Aussi ici, où l’hymne à l’innocence continue d’ensorceler beaucoup de gens, il y a des coupables. Le pouvoir et ses médias évitent d’en parler, cherchent à les cacher, à les enterrer dans ses geôles les plus profondes, ou à les rendre inoffensifs en les isolant socialement. Et s’il n’y a vraiment pas moyen, alors il n’y a plus aucune retenue, et les coupables sont proclamés « barbares », « asociaux », « névrosés », « canaille sans conscience ». Tout le monde doit anxieusement verrouiller les portes devant ces cosaques modernes qui ne craignent ni dieu ni loi. Pourtant… pourtant tout le monde n’avale pas ces amalgames qui ne profitent qu’au pouvoir. Pourtant, certains savent reconnaître la rébellion des autres, car ils sont eux-mêmes coupables de rébellion. Ma rébellion n’est peut-être pas la même que celle d’un autre, mais réussit néanmoins à tisser des liens entre nous ; des liens qui peuvent être une terre fertile pour le combat libertaire, contre ce monde d’argent et de pouvoir.

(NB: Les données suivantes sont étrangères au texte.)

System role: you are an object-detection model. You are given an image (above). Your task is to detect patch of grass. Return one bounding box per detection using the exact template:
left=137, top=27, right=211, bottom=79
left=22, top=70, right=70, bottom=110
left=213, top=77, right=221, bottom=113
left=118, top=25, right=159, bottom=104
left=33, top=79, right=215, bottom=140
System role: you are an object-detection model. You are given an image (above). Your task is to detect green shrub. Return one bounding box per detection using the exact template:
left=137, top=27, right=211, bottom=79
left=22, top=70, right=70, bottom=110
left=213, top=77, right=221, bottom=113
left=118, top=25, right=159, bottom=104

Souvenons-nous du prisonnier qui a récemment été libéré de la prison de Lantin par quatre copains. Tout comme ses complices, cet évadé n’est certes pas innocent. On l’a déclaré coupable de braquer les temples de l’argent, on le déclare aujourd’hui coupable du crime de fuir la torture de l’enfermement démocratique, comme plein d’autres qui ont cavalé avant lui ces dernières années, et qui de cette façon se sont insurgés contre la Justice de cette société. Nos pensées volent alors immédiatement vers le procès qui s’annonce pour bientôt, celui de l’évasion de la prison d’Ittre en 2008, lorsque notre compagnon Nordin Benallal s’était fait la belle : un énième fait de guerre de son refus de cette société et ses geôles. Aujourd’hui la Justice, qui ne pardonne ni n’oublie jamais, veut prendre sa revanche en dispensant encore plus de peines contre lui et son présumé complice… Force et courage pour ces deux-là, et pour tous ceux qui ne baissent pas la tête devant les matons et les juges.
Coupables sont aussi ceux qui ont brûlé vers minuit cinq voitures appartenant à des matons sur le parking de la prison d’Ittre. Coupables du fait de ne pas se résigner devant tant de mauvais traitements dans cette taule ; coupables du fait d’avoir armé leurs cœurs et leurs mains pour aller débusquer l’ennemi ; coupables du fait de combattre la prison par des actes concrets. Leur attaque a sans doute mis de la rage au ventre à pleins de personnes, et ne sera pas vite oubliée.
Devant tant de culpabilité, nous anarchistes, nous ne crions pas à l’innocence ; nous n’offrirons pas d’excuses ; nous n’évoquerons pas des circonstances atténuantes. Nous aussi sommes coupables du crime de nous insurger ici et maintenant, contre tout ce que nous considérons comme des obstacles sur le chemin vers la liberté, vers un monde où il n’y aura plus de maîtres ni d’esclaves, plus de riches ni de pauvres, plus d’oppresseurs ni d’opprimés. Nous aussi, nous sommes coupables de cracher dans la face de tous ceux qui défendent cette société, des matons en passant par les patrons, et jusqu’aux politiciens de toute sorte.
L’innocence serait vraiment le pire qui pourrait nous arriver.